Une représentation artistique de 55 Cancri e, une exoplanète riche en carbone. Pour la première fois en laboratoire, les expériences menées dans le cadre du programme Discovery Science du NIF atteignent les pressions extrêmes qui sont pertinentes pour comprendre la structure du carbone qui occupe l'intérieur de ces exoplanètes. Crédit :ESA/Hubble/M. Kornmesser
Carbone, le quatrième élément le plus abondant de l'univers, est un élément constitutif de toute vie connue et un matériau qui se trouve à l'intérieur des exoplanètes riches en carbone.
Des décennies d'intenses recherches menées par des scientifiques ont montré que la structure cristalline du carbone a un impact significatif sur ses propriétés. En plus du graphite et du diamant, les structures carbonées les plus courantes trouvées aux pressions ambiantes, les scientifiques ont prédit plusieurs nouvelles structures de carbone qui pourraient être trouvées à des pressions supérieures à 1, 000 gigapascals (GPa). Ces pressions, environ 2,5 fois la pression dans le noyau de la Terre, sont pertinentes pour la modélisation des intérieurs d'exoplanètes mais ont été impossibles à réaliser en laboratoire.

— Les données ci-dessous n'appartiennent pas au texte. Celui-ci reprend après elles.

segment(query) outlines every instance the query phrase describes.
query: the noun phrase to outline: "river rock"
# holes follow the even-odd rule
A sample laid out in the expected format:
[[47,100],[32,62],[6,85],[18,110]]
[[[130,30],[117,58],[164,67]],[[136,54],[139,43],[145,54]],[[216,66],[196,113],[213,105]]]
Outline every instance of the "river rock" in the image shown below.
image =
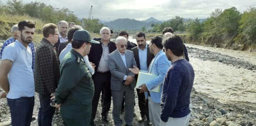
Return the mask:
[[228,120],[225,118],[218,118],[216,119],[216,120],[218,122],[218,123],[221,123],[221,122],[224,121],[227,121]]
[[212,117],[207,117],[206,118],[206,122],[208,123],[210,123],[211,122],[213,121],[213,118]]
[[220,111],[221,113],[221,114],[222,114],[222,115],[226,114],[227,113],[226,111],[225,111],[225,110],[223,109],[221,109],[219,110],[219,111]]
[[236,122],[233,121],[226,121],[226,123],[227,124],[227,126],[229,126],[231,124],[236,124]]
[[215,120],[214,120],[210,123],[210,126],[221,126]]

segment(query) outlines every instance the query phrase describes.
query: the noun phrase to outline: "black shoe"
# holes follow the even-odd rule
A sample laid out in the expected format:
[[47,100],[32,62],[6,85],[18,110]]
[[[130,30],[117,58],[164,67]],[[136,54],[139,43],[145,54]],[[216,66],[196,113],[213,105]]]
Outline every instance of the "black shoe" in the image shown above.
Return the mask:
[[105,122],[108,122],[109,121],[108,120],[108,116],[106,115],[106,116],[102,116],[102,119]]
[[140,122],[143,122],[146,121],[146,119],[147,117],[146,117],[146,116],[143,116],[139,117],[139,119],[138,119],[138,121]]
[[149,120],[147,120],[147,126],[151,126],[153,125],[152,124],[152,123],[151,122],[150,122],[150,121]]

C'est-à-dire, jusqu'à maintenant. Dans le cadre du programme Discovery Science, qui permet aux scientifiques universitaires d'accéder à la National Ignition Facility (NIF) phare de LLNL, une équipe internationale de chercheurs dirigée par le LLNL et l'Université d'Oxford a réussi à mesurer le carbone à des pressions atteignant 2, 000 GPa (5 fois la pression dans le noyau terrestre), doublant presque la pression maximale à laquelle une structure cristalline n'a jamais été directement sondée. Les résultats ont été communiqués aujourd'hui dans La nature .
"Nous avons découvert que, étonnamment, dans ces conditions le carbone ne se transforme en aucune des phases prédites mais conserve la structure du diamant jusqu'à la pression la plus élevée, " a déclaré Amy Jenei, physicienne du LLNL, auteur principal de l'étude. "Les mêmes liaisons interatomiques ultra-fortes (nécessitant des énergies élevées pour se rompre) qui sont responsables de la structure métastable en diamant du carbone persistant indéfiniment à pression ambiante entravent probablement également sa transformation au-dessus de 1, 000 GPa dans nos expérimentations."
Le volet académique de la collaboration a été dirigé par le professeur d'Oxford Justin Wark, qui a salué la politique de libre accès du Lab.
"Le programme NIF Discovery Science est extrêmement bénéfique pour la communauté universitaire, ", a-t-il déclaré. "Cela permet non seulement aux professeurs établis de présenter des propositions d'expériences impossibles à faire ailleurs, mais surtout donne aussi aux étudiants diplômés, qui sont les scientifiques chevronnés du futur, la chance de travailler sur une installation tout à fait unique."
L'équipe, qui comprenait également des scientifiques du Laboratoire d'énergie laser (LLE) de l'Université de Rochester et de l'Université de York, a tiré parti de la puissance et de l'énergie exceptionnellement élevées du NIF et de la mise en forme précise des impulsions laser pour comprimer le carbone solide à 2, 000 GPa en utilisant des impulsions laser en forme de rampe. Cela leur a permis de mesurer la structure cristalline à l'aide d'une plate-forme de diffraction des rayons X et de capturer un instantané d'une nanoseconde du réseau atomique. Ces expériences doublent presque la haute pression record à laquelle la diffraction des rayons X a été enregistrée sur n'importe quel matériau.
Les chercheurs ont découvert que même lorsqu'ils sont soumis à ces conditions intenses, le carbone solide conserve sa structure en diamant bien au-delà de son régime de stabilité prédit, confirmant les prédictions selon lesquelles la force des liaisons moléculaires du diamant persiste sous une pression énorme. Il en résulte de grandes barrières énergétiques qui entravent la conversion en d'autres structures carbonées.
« Si la nature a trouvé un moyen de surmonter la barrière énergétique élevée à la formation des phases prédites à l'intérieur des exoplanètes est toujours une question ouverte, ", a déclaré Jenei. "Des mesures supplémentaires utilisant une voie de compression alternative ou à partir d'un allotrope de carbone avec une structure atomique qui nécessite moins d'énergie pour se réorganiser fourniront des informations supplémentaires."